Testing Without Lying to Yourself

One of the quieter challenges with SNS Pub/Sub is testing.

Mocking it poorly creates comforting illusions. Everything passes. Nothing works in production. This requires really understanding the AWS documentation. I certainly found myself scratching my head at some points wondering; What EXACTLY is Amazon expecting?

The testing approach that finally worked was a layered one.

In-memory doubles that preserved the shape of Pub/Subs topics, subscriptions, and publishing. This way the application code stayed honest.

Integration tests using LocalStack that allowed real SNS topics and subscriptions to be created locally following AWS’s exact rules.

A Clojure test example for a new SNS Topic in the LocalStack.

(context "sns integration"
  (with pubsub
    (start-pubsub!
      {:impl     :sns
      :endpoint "http://localhost:4566"}))

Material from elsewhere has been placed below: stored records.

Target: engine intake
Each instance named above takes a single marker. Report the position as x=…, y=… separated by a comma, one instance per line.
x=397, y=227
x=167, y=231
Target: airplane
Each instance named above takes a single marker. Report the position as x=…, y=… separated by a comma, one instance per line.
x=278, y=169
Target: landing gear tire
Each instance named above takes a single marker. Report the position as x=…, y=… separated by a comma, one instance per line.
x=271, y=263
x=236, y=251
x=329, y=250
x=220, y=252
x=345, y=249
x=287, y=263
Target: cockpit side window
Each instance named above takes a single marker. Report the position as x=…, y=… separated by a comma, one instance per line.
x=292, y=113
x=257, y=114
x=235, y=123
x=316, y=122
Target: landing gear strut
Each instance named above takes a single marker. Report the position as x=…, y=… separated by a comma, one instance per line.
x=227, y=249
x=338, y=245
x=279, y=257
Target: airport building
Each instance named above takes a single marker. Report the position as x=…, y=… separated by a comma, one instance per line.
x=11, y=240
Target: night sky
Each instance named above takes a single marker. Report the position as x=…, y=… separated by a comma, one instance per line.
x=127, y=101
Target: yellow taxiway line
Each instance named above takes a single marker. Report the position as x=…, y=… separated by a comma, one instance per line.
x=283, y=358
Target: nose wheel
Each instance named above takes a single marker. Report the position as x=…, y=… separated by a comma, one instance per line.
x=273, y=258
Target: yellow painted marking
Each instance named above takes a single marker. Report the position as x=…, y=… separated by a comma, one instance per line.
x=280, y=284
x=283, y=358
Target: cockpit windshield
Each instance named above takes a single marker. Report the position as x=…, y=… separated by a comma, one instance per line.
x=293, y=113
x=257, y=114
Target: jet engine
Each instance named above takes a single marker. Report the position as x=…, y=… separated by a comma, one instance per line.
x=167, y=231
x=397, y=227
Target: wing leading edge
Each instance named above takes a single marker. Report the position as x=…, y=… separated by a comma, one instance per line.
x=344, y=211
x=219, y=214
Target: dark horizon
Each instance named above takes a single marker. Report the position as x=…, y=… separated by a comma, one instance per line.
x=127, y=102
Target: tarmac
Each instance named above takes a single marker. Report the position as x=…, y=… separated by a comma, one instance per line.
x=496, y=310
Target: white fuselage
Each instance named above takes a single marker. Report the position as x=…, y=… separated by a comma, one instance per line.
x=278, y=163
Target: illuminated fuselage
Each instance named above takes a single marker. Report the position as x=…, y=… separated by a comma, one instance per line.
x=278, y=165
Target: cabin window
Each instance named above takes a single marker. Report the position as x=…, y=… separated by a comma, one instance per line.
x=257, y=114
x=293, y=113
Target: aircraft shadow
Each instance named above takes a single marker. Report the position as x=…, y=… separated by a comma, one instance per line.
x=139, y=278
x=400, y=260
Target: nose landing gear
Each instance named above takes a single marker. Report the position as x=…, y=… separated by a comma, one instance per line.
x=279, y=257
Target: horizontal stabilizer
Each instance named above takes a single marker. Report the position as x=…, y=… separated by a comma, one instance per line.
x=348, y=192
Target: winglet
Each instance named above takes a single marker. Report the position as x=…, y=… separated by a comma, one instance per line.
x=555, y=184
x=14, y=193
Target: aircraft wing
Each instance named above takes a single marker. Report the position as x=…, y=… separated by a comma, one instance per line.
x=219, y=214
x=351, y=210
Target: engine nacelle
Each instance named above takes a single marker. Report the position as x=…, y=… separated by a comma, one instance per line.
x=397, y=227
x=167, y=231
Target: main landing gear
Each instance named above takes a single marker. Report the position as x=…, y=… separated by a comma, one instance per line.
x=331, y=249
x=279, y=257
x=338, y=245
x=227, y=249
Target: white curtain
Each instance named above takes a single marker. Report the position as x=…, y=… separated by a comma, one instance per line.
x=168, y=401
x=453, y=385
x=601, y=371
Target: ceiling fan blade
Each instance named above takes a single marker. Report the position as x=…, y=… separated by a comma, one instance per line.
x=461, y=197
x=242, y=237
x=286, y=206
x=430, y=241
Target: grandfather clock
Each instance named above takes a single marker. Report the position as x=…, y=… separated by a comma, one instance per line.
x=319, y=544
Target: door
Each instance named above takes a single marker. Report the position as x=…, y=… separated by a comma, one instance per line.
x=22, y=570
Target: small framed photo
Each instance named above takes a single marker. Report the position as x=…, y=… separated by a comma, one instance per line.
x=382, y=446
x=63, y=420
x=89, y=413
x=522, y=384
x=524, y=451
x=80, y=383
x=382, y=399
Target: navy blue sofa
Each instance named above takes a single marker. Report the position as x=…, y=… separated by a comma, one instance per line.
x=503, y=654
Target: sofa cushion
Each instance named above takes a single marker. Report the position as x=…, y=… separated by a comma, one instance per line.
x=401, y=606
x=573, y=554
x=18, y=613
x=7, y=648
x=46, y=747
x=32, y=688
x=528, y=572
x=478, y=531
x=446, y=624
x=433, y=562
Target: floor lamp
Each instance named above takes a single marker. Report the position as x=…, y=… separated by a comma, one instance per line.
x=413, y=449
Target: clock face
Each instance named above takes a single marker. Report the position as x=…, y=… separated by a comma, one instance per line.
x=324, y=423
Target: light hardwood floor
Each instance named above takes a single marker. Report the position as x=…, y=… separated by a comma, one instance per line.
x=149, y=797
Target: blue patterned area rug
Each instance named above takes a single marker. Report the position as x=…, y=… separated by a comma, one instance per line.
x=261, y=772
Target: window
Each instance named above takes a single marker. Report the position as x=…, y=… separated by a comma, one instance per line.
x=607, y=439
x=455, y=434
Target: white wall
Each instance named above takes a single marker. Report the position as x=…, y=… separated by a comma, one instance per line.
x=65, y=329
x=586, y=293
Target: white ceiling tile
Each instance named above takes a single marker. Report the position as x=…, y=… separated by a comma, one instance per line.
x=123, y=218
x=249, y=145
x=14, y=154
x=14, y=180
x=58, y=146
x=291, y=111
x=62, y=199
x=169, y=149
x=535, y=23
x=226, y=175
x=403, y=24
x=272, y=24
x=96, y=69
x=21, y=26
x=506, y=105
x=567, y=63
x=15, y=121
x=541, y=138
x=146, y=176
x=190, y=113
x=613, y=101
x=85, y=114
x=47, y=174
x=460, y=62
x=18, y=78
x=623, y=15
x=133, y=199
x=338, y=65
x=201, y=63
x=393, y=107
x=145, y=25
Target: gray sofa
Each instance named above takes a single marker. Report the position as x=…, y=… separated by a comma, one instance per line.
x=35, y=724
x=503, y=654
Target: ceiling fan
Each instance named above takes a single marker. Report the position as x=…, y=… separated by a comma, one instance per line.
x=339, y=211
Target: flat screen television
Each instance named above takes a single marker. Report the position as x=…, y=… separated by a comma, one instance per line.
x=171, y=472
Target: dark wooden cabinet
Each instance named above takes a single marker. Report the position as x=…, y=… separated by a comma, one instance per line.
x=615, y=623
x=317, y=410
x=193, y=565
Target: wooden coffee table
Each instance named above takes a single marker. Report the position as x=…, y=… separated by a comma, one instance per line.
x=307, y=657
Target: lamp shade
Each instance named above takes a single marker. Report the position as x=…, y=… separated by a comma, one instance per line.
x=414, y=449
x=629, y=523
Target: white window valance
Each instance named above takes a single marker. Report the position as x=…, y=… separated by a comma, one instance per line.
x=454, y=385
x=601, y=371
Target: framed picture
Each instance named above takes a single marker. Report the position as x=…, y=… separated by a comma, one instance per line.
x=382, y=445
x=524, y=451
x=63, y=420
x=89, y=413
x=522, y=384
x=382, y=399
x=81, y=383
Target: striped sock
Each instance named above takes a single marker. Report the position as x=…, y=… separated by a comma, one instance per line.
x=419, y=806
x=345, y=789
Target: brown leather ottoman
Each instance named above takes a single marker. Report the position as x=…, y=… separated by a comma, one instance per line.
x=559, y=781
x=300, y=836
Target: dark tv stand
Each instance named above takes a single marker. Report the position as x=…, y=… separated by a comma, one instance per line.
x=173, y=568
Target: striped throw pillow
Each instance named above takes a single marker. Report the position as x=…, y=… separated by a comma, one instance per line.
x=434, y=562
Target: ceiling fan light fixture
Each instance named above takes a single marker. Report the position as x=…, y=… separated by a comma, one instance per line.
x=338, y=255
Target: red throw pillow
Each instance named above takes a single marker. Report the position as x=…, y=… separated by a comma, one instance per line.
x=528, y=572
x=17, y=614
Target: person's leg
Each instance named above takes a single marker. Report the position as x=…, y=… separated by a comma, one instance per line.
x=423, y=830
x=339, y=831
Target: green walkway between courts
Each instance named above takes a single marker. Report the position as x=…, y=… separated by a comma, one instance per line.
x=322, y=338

  (it "creates topics and publishes messages"
    (let [topic (create-topic! @pubsub "test-events")]
      (publish! @pubsub topic {:event :ping})
      (should (topic-exists? @pubsub topic))
      (delete-topic topic)))

Creating a Pub/Sub service that is local to the tests with the ‘with’ function. We can then spin one up on the LocalStack (provided that an instance is running), and use it to assert real topic creation and even that a message can be passed into it!

LocalStack was particularly valuable here. It validated that topic creation, subscription confirmation, IAM-style policies, and delivery all behaved the way AWS expects, importantly, before anything touched a real account. That feedback loop made a huge difference. While there is some setup involved with LocalStack once you have it configured it can provide a massive confidence boost for deliverable code with proper integration tests.

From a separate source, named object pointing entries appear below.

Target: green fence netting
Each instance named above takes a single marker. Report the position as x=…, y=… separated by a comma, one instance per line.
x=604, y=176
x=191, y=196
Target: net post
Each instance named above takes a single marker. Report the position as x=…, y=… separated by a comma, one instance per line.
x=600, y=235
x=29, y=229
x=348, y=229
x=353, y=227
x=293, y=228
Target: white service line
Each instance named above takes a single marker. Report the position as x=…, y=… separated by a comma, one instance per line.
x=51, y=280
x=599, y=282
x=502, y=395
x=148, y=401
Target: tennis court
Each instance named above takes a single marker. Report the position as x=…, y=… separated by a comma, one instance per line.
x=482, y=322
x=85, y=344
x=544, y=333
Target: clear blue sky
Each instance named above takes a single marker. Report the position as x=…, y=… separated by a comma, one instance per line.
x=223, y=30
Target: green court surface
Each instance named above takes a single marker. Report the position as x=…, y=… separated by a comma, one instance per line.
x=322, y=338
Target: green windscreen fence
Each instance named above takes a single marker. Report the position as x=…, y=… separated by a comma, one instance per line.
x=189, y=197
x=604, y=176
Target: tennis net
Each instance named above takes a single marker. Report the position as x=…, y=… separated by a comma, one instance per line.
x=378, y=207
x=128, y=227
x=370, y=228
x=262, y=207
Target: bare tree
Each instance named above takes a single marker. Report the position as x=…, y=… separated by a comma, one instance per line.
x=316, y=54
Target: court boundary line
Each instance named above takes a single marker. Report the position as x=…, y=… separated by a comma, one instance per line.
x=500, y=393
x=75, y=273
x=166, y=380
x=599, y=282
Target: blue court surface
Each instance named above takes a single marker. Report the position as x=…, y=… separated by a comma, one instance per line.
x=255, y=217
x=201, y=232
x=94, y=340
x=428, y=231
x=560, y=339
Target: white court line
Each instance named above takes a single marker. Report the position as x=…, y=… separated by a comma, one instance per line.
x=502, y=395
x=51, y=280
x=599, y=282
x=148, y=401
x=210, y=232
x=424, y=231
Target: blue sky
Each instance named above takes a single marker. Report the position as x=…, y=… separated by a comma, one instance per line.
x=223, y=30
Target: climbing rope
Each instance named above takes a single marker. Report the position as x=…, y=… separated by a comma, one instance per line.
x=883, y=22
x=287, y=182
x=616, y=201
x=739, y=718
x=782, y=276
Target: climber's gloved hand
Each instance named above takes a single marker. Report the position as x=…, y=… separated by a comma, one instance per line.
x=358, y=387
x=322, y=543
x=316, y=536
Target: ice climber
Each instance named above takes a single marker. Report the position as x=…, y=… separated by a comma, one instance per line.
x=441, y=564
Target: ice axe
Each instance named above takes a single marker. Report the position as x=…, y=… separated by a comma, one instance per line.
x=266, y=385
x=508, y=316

Fast unit tests told us the code made sense. LocalStack told us the infrastructure did. Both were necessary.

The Quiet Victory of Boring Infrastructure

I have found personally there’s a moment when learning new technology where understanding replaces superstition. Pub/Sub crossed that line for me once I stopped imagining it as “fancy callbacks” and “magic messaging” and started seeing it as infrastructure for selective broadcasting. Everything fell into place.

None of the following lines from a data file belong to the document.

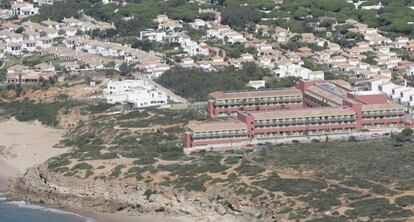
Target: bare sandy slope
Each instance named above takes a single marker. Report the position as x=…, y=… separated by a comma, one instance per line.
x=23, y=145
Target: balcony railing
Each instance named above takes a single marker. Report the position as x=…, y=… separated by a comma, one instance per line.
x=259, y=101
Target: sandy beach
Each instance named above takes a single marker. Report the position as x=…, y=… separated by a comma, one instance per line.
x=26, y=144
x=23, y=145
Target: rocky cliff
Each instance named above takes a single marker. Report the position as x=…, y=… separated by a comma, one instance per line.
x=41, y=186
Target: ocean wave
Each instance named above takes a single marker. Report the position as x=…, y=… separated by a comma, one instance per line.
x=23, y=204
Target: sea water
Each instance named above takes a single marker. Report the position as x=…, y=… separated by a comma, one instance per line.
x=23, y=212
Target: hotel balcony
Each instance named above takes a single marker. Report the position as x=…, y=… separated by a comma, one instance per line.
x=222, y=135
x=259, y=101
x=338, y=120
x=383, y=114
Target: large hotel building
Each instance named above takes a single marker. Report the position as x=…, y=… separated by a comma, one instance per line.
x=313, y=108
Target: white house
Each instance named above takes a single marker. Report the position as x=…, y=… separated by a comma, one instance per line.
x=139, y=93
x=152, y=35
x=289, y=69
x=23, y=9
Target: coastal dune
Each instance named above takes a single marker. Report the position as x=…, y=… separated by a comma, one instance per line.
x=24, y=145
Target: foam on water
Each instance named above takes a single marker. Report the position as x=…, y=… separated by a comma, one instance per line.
x=22, y=204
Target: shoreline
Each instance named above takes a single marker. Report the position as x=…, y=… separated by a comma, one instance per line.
x=26, y=144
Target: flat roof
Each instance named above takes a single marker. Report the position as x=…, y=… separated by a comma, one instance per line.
x=205, y=126
x=255, y=94
x=382, y=106
x=328, y=95
x=302, y=113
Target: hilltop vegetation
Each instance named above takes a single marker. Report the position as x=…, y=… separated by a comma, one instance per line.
x=196, y=84
x=332, y=181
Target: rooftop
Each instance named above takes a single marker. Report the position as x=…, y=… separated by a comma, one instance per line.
x=255, y=93
x=203, y=126
x=302, y=113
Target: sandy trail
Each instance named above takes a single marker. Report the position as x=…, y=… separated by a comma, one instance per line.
x=24, y=145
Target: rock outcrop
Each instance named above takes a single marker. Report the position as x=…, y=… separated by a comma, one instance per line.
x=41, y=186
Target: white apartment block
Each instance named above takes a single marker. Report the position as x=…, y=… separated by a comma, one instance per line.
x=289, y=69
x=23, y=9
x=139, y=93
x=226, y=34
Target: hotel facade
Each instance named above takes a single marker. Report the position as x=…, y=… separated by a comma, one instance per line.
x=314, y=108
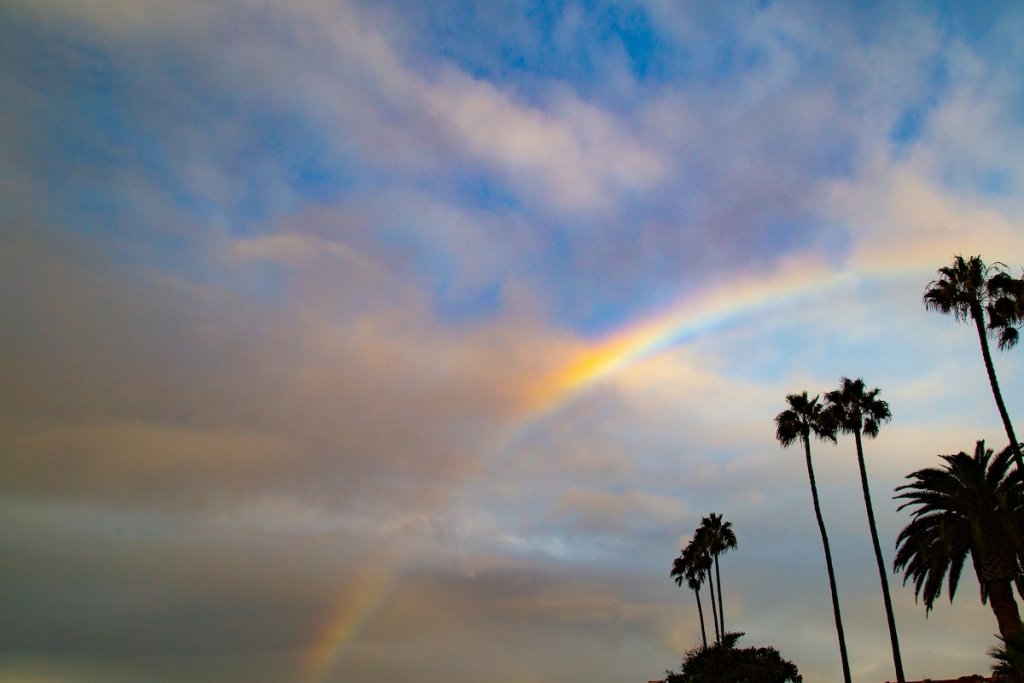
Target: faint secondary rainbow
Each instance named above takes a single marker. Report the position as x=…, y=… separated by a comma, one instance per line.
x=690, y=317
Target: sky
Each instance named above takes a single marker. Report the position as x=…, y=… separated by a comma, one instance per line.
x=376, y=341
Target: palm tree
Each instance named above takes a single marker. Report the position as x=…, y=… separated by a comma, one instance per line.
x=697, y=556
x=717, y=537
x=859, y=412
x=1006, y=308
x=693, y=567
x=965, y=290
x=973, y=505
x=797, y=422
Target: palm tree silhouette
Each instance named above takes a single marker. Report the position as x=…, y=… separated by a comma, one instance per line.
x=965, y=290
x=1006, y=308
x=692, y=566
x=717, y=538
x=973, y=505
x=695, y=555
x=796, y=423
x=859, y=412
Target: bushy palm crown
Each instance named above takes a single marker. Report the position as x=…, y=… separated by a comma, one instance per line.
x=972, y=505
x=1006, y=308
x=692, y=565
x=715, y=535
x=803, y=417
x=962, y=289
x=855, y=409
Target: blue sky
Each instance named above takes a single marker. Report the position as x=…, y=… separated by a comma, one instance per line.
x=292, y=292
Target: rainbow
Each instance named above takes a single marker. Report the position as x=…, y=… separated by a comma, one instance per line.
x=688, y=318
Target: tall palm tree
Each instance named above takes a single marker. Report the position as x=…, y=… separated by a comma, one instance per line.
x=718, y=538
x=806, y=416
x=965, y=290
x=696, y=555
x=693, y=567
x=1006, y=308
x=973, y=505
x=859, y=412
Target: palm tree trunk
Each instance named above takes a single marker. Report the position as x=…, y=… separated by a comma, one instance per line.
x=704, y=634
x=979, y=323
x=828, y=564
x=894, y=639
x=714, y=611
x=1000, y=598
x=721, y=610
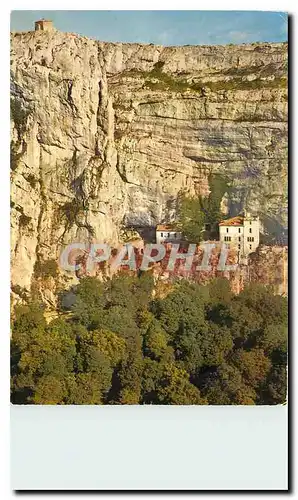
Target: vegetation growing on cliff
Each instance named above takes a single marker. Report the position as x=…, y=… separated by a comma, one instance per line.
x=194, y=213
x=118, y=345
x=157, y=79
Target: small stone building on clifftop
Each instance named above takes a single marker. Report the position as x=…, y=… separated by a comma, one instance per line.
x=241, y=232
x=44, y=25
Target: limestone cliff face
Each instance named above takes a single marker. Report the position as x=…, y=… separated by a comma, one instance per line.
x=106, y=135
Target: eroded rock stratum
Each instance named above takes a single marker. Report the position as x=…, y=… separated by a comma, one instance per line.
x=105, y=135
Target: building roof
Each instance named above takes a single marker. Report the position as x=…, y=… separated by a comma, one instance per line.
x=166, y=227
x=233, y=221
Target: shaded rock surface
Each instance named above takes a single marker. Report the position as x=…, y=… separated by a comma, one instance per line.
x=105, y=135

Once that clicked communication became easier to implement and services became easier to reason about. Failures became observable instead of mysterious. Scaling the project stopped being a scary thing to do and instead became.. boring.

And boring infrastructure is the best kind.

How this affects your system

If you're building a system and starting from scratch then take the pragmatic approach. Use in-process messaging while everything lives in one process. The moment that requests and connections live in different runtimes then you should begin thinking about which Pub/Sub system you should introduce.

When you do take the leap -- remember to treat your subscriptions as infrastructure and not only plumbing. Dead-letter-queues are a must for production. Always configure a DLQ before trusting a Pub/Sub system in a production environment. You wouldn't want to lose that valuable error data!

Final Thoughts from the Train Station

Pub/Sub systems like SNS are powerful precisely because they force you to think clearly about boundaries. They punish shortcuts. They scale your architecture and your understanding.. eventually.

If there’s a unifying lesson in all of this it’s that Pub/Sub forces you to be explicit and rewards you for being so. Explicit about ownership. Explicit about failure. Explicit about timing.

That explicitness can feel punishing at first. Especially when you’re staring at subscription configurations wondering why a message vanished into the void. But it’s also what makes distributed systems survivable.

Eventually the station map makes sense. You know which trains leave when, where they go, and what happens when they don’t arrive.

And once you reach that point Pub/Sub isn’t mysterious anymore. At least it wasn’t for me.

I’ve come to realize that it’s just infrastructure doing its job. Quietly, predictably and without asking you to care who’s listening.